The protective members 52, 53, 54 are provided for power lines 51 exposed outside the vehicle body. The aforementioned embodiments are prepared for power lines 51 connected with an in-wheel motor driving device 11 and a motor 15 supported by a sub frame 44; however, the motors with which the power lines exposed outside the vehicle body are connected are not limited to these motors. The protective members 52, 53, 54 can also cover signal lines extending from the motor to the vehicle body.
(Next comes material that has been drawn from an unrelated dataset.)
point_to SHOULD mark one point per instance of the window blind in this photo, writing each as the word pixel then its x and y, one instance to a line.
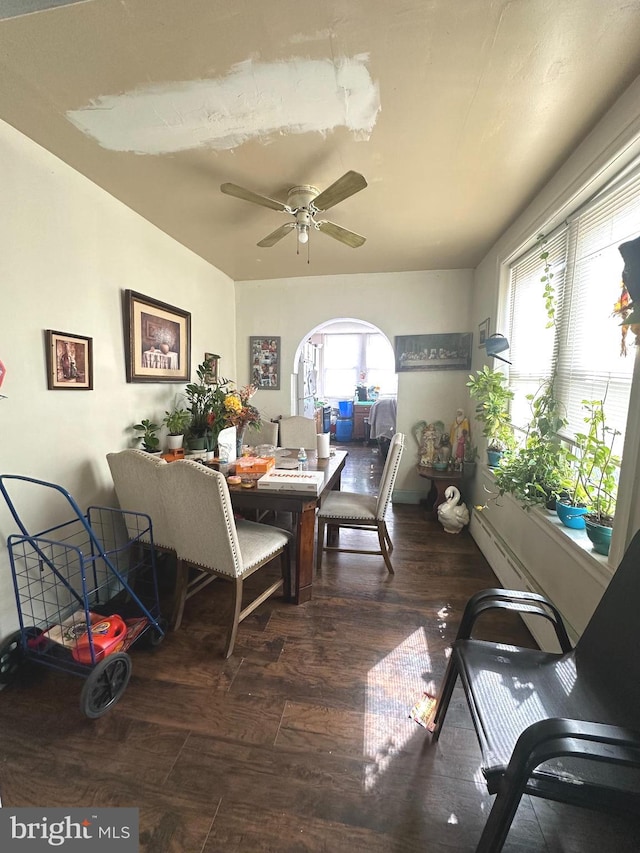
pixel 583 346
The foregoing has described the embodiments of the present invention by referring to the drawings. However, the invention should not be limited to the illustrated embodiments. It should be appreciated that various modifications and changes can be made to the illustrated embodiments within the scope of the appended claims and their equivalents.

INDUSTRIAL APPLICABILITY

The power line protection structure according to the present invention is advantageously used in electric vehicles and hybrid vehicles.

REFERENCE SIGNS LIST

11 in-wheel motor drive device

12 motor unit

13 speed reduction unit

14 wheel hub

15 motor

16 motor output shaft

21 wheel assembly

22 wheel

31 suspension

41 vehicle body

44 sub frame

51 power line

52, 53, 54 protective member

55 side wall

56 bottom wall

Claims

1. A power line protection structure provided on a vehicle that drives a wheel assembly by a motor, comprising:

a power line connected to the motor and exposed outside a vehicle body; and

a protective member having a ventilating opening and covering the power line.
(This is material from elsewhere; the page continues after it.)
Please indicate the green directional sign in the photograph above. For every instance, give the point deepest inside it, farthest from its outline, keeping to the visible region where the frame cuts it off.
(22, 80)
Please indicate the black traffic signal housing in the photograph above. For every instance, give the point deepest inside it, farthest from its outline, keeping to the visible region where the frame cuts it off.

2. The power line protection structure according to claim 1, wherein

the protective member is a spiral wire winding around the power line.

3. The power line protection structure according to claim 1, wherein

the protective member includes a pair of side walls and a bottom wall connecting the side walls.

4. The power line protection structure according to claim 1, wherein

the protective member is tubular.

5. The power line protection structure according to claim 2, wherein

the protective member is made of a flexible and deformable material.

6. The power line protection structure according to claim 3, wherein

the protective member is mesh.

7. The power line protection structure according to claim 1, wherein

the protective member is made of light metal.

8. The power line protection structure according to claim 7, wherein

the protective member is coated with an insulating layer.